The very first complete article I wrote for Investment Rarities on topic was titled “The Commitment of Traders Report”, on August 14, 2001. I pointed out the tech funds were excessively short and we did explode after 9/11 for more than 60 cents. The dealers sold short aggressively and back down we came. On 11/21/01 and 12/11/01, I wrote new articles stating that the tech finds were, once again, short big. Again, we rallied for more than 60 cents. For most of 2002, I wrote articles and perhaps a dozen letters to the CFTC and COMEX, complaining how the concentrated commercial dealer short position was so large as to be uneconomic and manipulative and warned how the price would be engineered downward, which it was (with the tech funds massively long. On 10/22/02 I wrote an article, “Here Go Again”, in which I stated the tech funds were short again and to expect a rally. Shortly thereafter, we got another 60 cent rally, stopped again by commercial dealer concentrated short selling. Well, here we go again, again. The funds are getting (or have gotten) short big again. Do some checking on my recollections. Go to the Investment Rarities archives and get a silver chart covering this time period and compare what I wrote and what happened to the price of silver.

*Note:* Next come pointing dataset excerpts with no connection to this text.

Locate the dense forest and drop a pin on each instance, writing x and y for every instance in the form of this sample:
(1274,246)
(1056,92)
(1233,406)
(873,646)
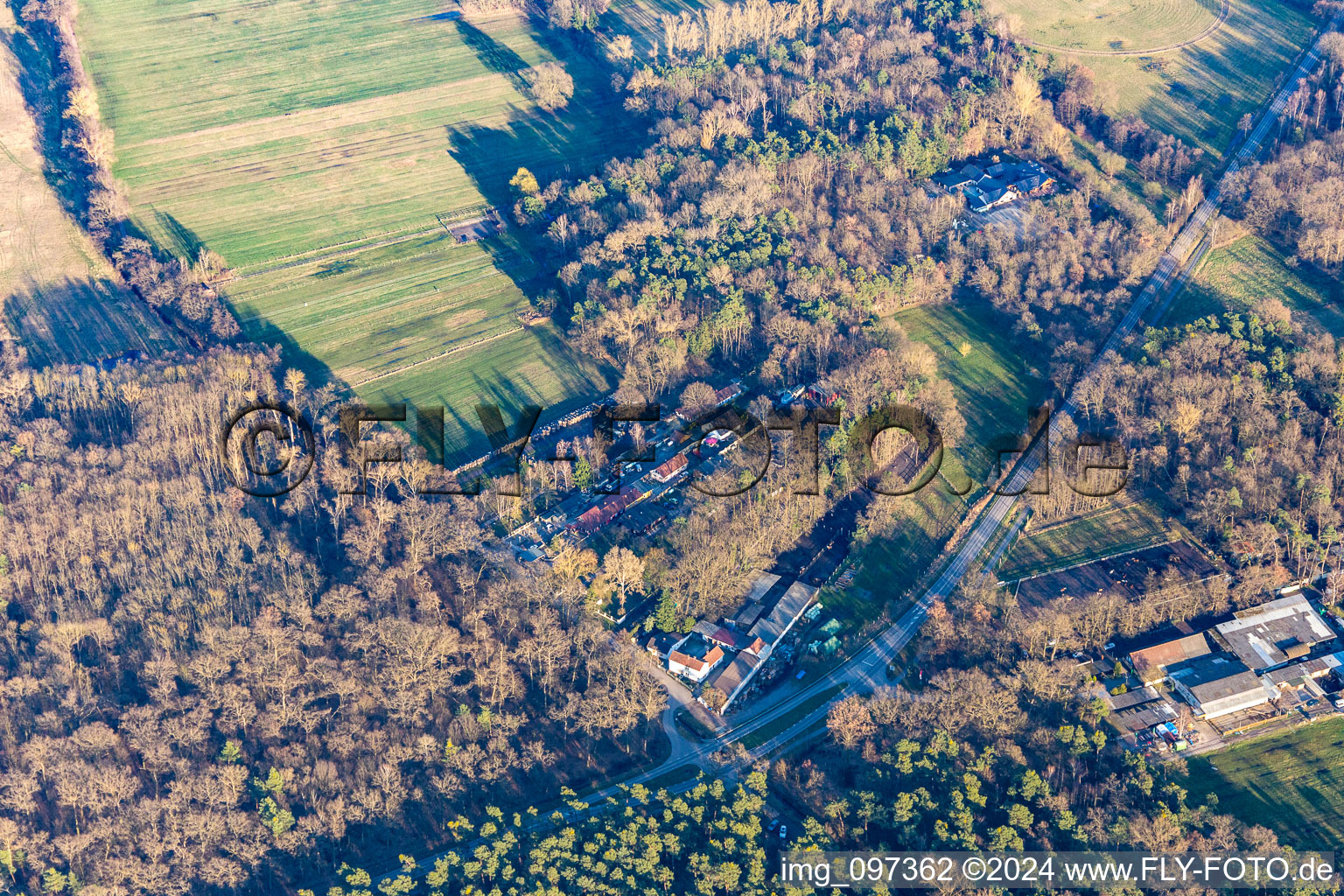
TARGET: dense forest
(970,763)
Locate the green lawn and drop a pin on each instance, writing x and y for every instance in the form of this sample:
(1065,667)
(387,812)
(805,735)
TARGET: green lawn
(1199,93)
(892,560)
(316,145)
(60,298)
(1082,539)
(1108,24)
(1236,277)
(1291,782)
(992,383)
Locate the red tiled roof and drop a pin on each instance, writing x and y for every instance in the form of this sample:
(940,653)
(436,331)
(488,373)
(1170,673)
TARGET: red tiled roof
(669,468)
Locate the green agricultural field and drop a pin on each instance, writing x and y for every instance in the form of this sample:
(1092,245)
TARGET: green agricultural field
(1291,782)
(1108,24)
(318,145)
(1198,93)
(1239,276)
(889,564)
(992,384)
(60,298)
(1086,537)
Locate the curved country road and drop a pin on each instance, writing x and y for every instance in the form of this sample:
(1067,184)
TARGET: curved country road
(1225,8)
(865,669)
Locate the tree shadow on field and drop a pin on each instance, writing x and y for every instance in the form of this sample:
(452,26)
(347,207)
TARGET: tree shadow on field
(82,321)
(492,54)
(571,143)
(183,241)
(38,88)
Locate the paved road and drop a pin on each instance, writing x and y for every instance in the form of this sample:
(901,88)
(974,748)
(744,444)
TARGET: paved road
(865,670)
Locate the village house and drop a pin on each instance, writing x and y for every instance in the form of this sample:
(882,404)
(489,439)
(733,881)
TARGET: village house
(996,185)
(694,657)
(669,469)
(1218,684)
(773,605)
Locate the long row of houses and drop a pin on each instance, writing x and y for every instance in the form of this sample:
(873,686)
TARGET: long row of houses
(726,655)
(1233,669)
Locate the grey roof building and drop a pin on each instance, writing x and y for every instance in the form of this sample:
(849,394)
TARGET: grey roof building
(1273,633)
(1218,684)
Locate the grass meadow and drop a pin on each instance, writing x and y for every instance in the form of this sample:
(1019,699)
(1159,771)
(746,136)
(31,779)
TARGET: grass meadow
(1241,274)
(1199,93)
(1086,537)
(993,386)
(1291,782)
(315,145)
(1108,24)
(62,300)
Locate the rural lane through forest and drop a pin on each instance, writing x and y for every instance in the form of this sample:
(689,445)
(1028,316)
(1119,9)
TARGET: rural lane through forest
(865,670)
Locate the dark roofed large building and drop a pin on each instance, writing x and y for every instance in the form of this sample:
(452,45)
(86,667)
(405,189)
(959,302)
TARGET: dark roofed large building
(787,609)
(998,185)
(1218,684)
(1151,662)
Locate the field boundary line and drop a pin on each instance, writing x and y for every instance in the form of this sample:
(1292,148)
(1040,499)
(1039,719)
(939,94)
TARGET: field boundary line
(1223,11)
(1102,559)
(340,248)
(452,351)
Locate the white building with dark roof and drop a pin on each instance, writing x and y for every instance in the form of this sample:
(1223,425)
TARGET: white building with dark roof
(1273,633)
(1218,684)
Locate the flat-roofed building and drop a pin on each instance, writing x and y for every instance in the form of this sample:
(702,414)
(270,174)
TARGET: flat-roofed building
(1218,684)
(1273,633)
(1151,662)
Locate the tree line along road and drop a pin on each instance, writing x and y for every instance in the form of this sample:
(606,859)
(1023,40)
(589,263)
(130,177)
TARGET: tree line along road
(865,669)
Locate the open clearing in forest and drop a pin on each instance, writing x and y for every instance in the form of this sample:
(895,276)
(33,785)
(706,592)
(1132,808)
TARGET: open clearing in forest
(1085,537)
(1239,276)
(316,147)
(1291,782)
(62,301)
(1199,93)
(1106,24)
(993,386)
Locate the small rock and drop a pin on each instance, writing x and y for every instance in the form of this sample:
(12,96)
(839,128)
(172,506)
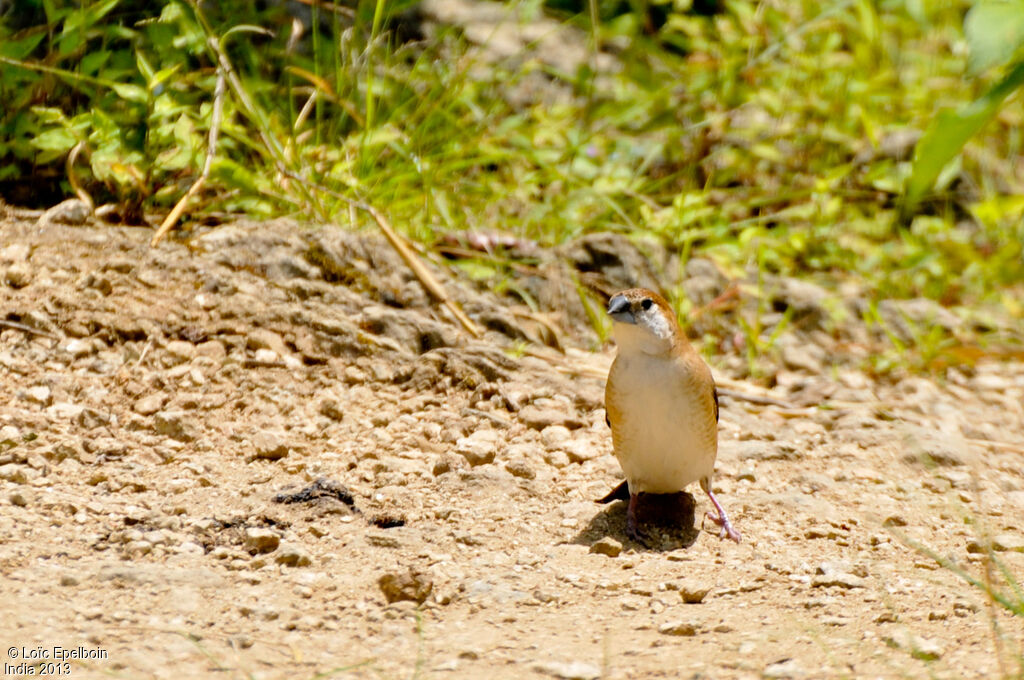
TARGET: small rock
(331,409)
(540,418)
(17,252)
(606,546)
(268,445)
(558,459)
(180,351)
(693,592)
(212,349)
(580,451)
(787,668)
(72,211)
(1011,542)
(293,556)
(266,356)
(442,464)
(747,474)
(520,468)
(261,338)
(412,586)
(174,424)
(17,274)
(894,520)
(554,435)
(13,472)
(79,347)
(569,670)
(261,540)
(679,628)
(920,647)
(479,448)
(999,543)
(841,580)
(928,448)
(147,406)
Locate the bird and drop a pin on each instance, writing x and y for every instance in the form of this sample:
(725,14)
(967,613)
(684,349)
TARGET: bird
(662,405)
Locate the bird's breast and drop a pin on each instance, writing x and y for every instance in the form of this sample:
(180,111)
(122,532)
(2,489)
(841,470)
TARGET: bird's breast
(663,422)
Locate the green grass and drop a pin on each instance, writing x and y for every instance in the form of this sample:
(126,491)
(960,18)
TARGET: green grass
(762,136)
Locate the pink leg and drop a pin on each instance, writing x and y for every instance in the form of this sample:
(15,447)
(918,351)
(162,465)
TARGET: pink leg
(721,519)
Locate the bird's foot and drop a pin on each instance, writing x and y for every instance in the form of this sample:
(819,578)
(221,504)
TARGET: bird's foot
(635,534)
(726,532)
(632,528)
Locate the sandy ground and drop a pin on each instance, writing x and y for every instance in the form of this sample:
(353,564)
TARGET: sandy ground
(265,453)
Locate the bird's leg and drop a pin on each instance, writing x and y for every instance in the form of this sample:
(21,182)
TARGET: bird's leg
(631,519)
(721,519)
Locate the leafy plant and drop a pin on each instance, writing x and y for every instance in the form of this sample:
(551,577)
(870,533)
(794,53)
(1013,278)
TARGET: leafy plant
(994,31)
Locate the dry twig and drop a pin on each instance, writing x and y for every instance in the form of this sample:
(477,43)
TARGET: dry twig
(211,150)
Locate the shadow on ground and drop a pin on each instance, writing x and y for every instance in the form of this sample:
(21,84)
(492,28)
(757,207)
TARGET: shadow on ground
(666,519)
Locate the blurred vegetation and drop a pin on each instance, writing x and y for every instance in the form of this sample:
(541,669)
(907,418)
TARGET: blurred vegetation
(868,138)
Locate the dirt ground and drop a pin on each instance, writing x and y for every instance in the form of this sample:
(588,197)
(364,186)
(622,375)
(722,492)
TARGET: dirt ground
(223,457)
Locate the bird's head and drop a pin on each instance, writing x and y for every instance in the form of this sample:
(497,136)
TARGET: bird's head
(643,321)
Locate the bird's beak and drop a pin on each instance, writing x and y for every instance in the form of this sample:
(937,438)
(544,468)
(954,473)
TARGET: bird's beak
(619,309)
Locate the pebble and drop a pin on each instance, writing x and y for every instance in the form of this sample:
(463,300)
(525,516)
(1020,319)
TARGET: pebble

My point is that the price of silver is controlled and dictated by the dealings between the commercial dealers and the tech funds. That is illegal, whether it is predicated on tech fund stupidity, or criminal activity, as some have suggested. In either event, there is no doubt that the commercial dealers are the masterminds. That is what I am trying to convey. How is it that I can write in advance what the price of silver will do based upon the tech funds and dealers behavior? Let me assure you, I am not that smart or prescient. Once you see that, the only conclusion a reasonable person can reach is that it is the funds and dealers behavior that controls silver prices, and not the real world of supply and demand.

Aside from proving the price manipulation, in large part, by the funds and dealers on the COMEX, it should be evident that when the tech funds are heavily short, that is a particularly good time to buy silver. Not just because they have been proven, time and again, to be the marks and suckers in the COMEX paper gain, but because the tech funds are all paper, and have no chance, whatsoever, of ever being able to deliver actual silver to close out their short silver contracts. They have to buy back their short positions, as they have no choice. It’s just a question of when and at what price they cover. The only question is, as always, will the crooked dealers short on the next rally, and limit the rally to half a dollar or so, or will the dealers leave the hot potato in the tech funds soon to be burnt hands? I confess to not knowing the answer to that question, as it is unknowable. But I do know one thing for sure. One day, when the tech funds are short silver (like they are now), the dealers will not be the normal and usual sellers that the funds have come to expect. There is nothing that requires the dealers to be the willing sellers they have always been on price rallies. When that day comes, as the deficit demands it must, it will be a day like no other in the history of silver. You want to be holding as much real silver as you possibly can, before that day.